03 May Get Ready to Sell Your Business: Six Key Steps
Sooner or later, the day may come when you seriously consider selling your business. Selling to a third party means that there are several steps you should take before you begin actively marketing your company. Keep in mind that the more time you allow for preparation, the better your results are likely to be. Let’s take a look at six of the most important steps you’ll want to take in the time leading up to the sale.
Step One – Groom a Successor and Build Your Management Team
If you have the time, grooming your successor and building out your management team is a very prudent move. Prospective buyers usually don’t want to feel as though they have to handle every aspect of running a business when buying. Have key people in place who will be ready to go on day one after closing. This will be a major plus for your buyer.
Step Two – Clean Up Your Financials
When it comes to cleaning up your financials, there are four steps you should take. First, you’ll want to organize your financial statements and have them reviewed by a CPA (or audited if you have a bigger company). It is best to do this for two years before going to market if you have the time.
Second, focus on the presentation of earnings. In particular, you’ll want to focus on what are legitimate adjustments or add-backs. What are issues that buyers may dispute? Examples of what buyers may dispute are having family members on the payroll, running personal expenses through the business and other such issues.
Third, you’ll want to clean up your inventory.
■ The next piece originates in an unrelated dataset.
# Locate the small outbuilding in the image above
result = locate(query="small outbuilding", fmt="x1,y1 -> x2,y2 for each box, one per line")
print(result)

Excessive or old inventory should be addressed. Finally, it is important to separate out your real estate and other assets that are not part of your business. Remember, the goal here is to make certain that your financials are organized and easy to understand.
Step Three – Have a Growth Plan
Most prospective buyers will be interested in your business’ potential for future growth. There are three major steps you can take to spell out that potential growth. The first step is to outline what you would do in the future to grow your business. The second step is to include a 5-year projection that, importantly, also includes the capital expenses required. Last, but certainly not least, it is vital that you stay focused on your company’s sales performance while you are actively working to sell the company.
Step Four – Reduce Risks to Earnings from Customers
Next it is important to look at ways to reduce risks to earnings from your customer base. In particular, you’ll want to address the risk of losing key customers if you leave. When possible get assignable contracts in place. In this way, a prospective buyer can proceed with confidence. Also, try to minimize customer concentration risk. If you have customers that represent more than 10% or 15% of your revenue, buyers will perceive that as a risk to future earnings if they lose those customers.
Step Five – Reduce Other Dependencies That Pose a Risk to a Buyer
Buyers don’t want to see potential problems that will increase the risk to future earnings. Reducing these potential risks translates into increasing the likelihood of a sale and achieving a strong valuation. Having key employees and key suppliers firmly in place is a smart step in the right direction and will likely boost the chances of selling your company.
Step Six – Look for and Neutralize Potential Deal-Killers
Having a deal fall apart is painful but it can be avoided. Some of the most common deal-killers are real estate and other lease issues, equipment that is in need of repair or replacement, human resources issues, such as key employee turnover, and any pending litigation. Spotting these potential deal-killers and then finding ways to neutralize them is another key step in boosting the chances of successfully selling your business.
By following these six steps, you will dramatically increase the chances of selling your business. Like most serious endeavors in life, preparation plays a central role in successfully selling a business.